The Daily Gamecock

Opinion: Diverse online friendships don't reduce prejudice

Conventional wisdom says it is good to spend time with people different from you. The rationale is if you spend more time with someone (or a group of people), you will grow to understand them better and be less likely to retain stereotypes about them. 

This isn’t just some hokey moral pulled from an after-school special; the research bears this out. The phenomenon is called the contact hypothesis.

Gordon Allport first proposed the ideas related to the contact hypothesis in his 1954 book The Nature of Prejudice. The original version of his hypothesis described how contact affected racial prejudices. For example, in his book, Allport cited a study of white residents in a segregated housing unit and an integrated housing unit. The study found that, while both groups started with roughly the same prejudices before move-in, the white residents who lived in the integrated housing unit were far more likely to see their African American neighbors as equals than were the residents in the segregated housing unit.

This hypothesis isn’t just restricted to race relations. In 2006, a meta-analysis by Thomas Pettigrew and Linda Tropp found the contact hypothesis had been applied to numerous kinds of in-group/out-group relationships with similar results: In each case, contact reduced prejudice.

From a cursory look at the data, it would make sense to transpose this framework onto social media — after all, what is social media if not a matrix of intertwined contacts? When you look at it that way, the conventional wisdom makes intuitive sense. And it makes sense why people might encourage you to make Facebook friends across the aisle; making those contacts should reduce your prejudice against the opposing party. 

Could that be the answer to rampant partisan hostility plaguing our country? Well, yes and no. 

The intersection of social media and Allport's contact hypothesis is more complicated than it might appear at first glance.

The hypothesis was devised to describe in-person relationships; however, relationships on social media function much differently. People online tend to act in ways markedly different from their in-person personas. Even people who are nice in real life are much more willing to engage in aggressive behavior and bullying online.
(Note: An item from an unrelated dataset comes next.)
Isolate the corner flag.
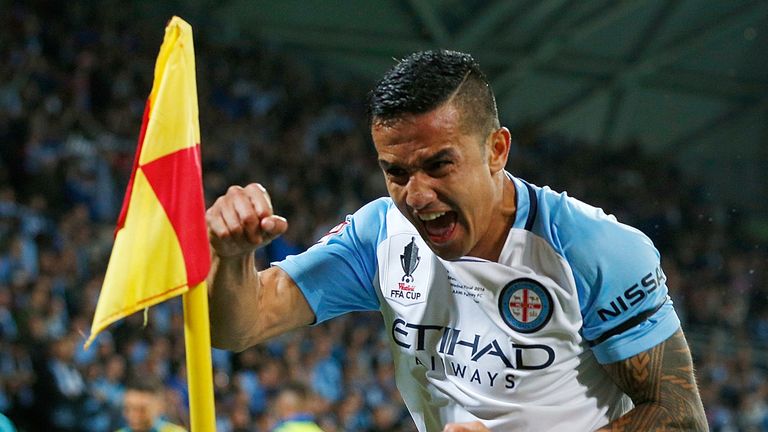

Disagreements tend to get heavily exaggerated and arguments quickly get out of hand, which discourages good-faith discussion with people of different beliefs. This is because social media is like a fun-house mirror; it distorts reality. People treat others online as less than human because social media makes people appear as abstract non-humans. This is one factor that can complicate friendships across the aisle: You are liable to come away with a worse impression of someone than you had before you friended them.

While general volatility is the most obvious roadblock to successful contact online, it is not the most pervasive. There is a much more subtle flaw in social media friendships that tends to go overlooked: They aren’t real friendships. 

If you were to be honest, how many of your social media friends are truly your friends? How many have you spoken to in the last month, or last year? 

The contact hypothesis is only applicable to meaningful relationships. Most of your Facebook friends fall into a category Allport would call “casual contacts.” These are people you are around and observe but rarely speak to. These relationships won’t alleviate your prejudices. In fact, they will likely increase them and reinforce stereotypes in your mind

Sending a friend request to someone you disagree with isn’t a miracle cure for your internal biases. Ironically, you might have a higher opinion of people across the aisle if you connect with fewer of them online.

The conventional wisdom is true, if you spend time with someone different from you, you will become more understanding and less prejudiced. But this process can’t be put on autopilot or simulated; friending someone of a different political persuasion online is not the end of the story. Observing someone from afar — reading their posts on your news feed — is not the same as having a relationship with them. Relationships are a two-way street and require dialogue. 

The only way to understand someone is to talk with them directly. There is value in social media, but only as a supplement for real-life interactions, not a substitute. It’s tempting to pat yourself on the back for friending someone different from you, but don’t let curating an eclectic friend-list take the place of cultivating diverse, meaningful friendships.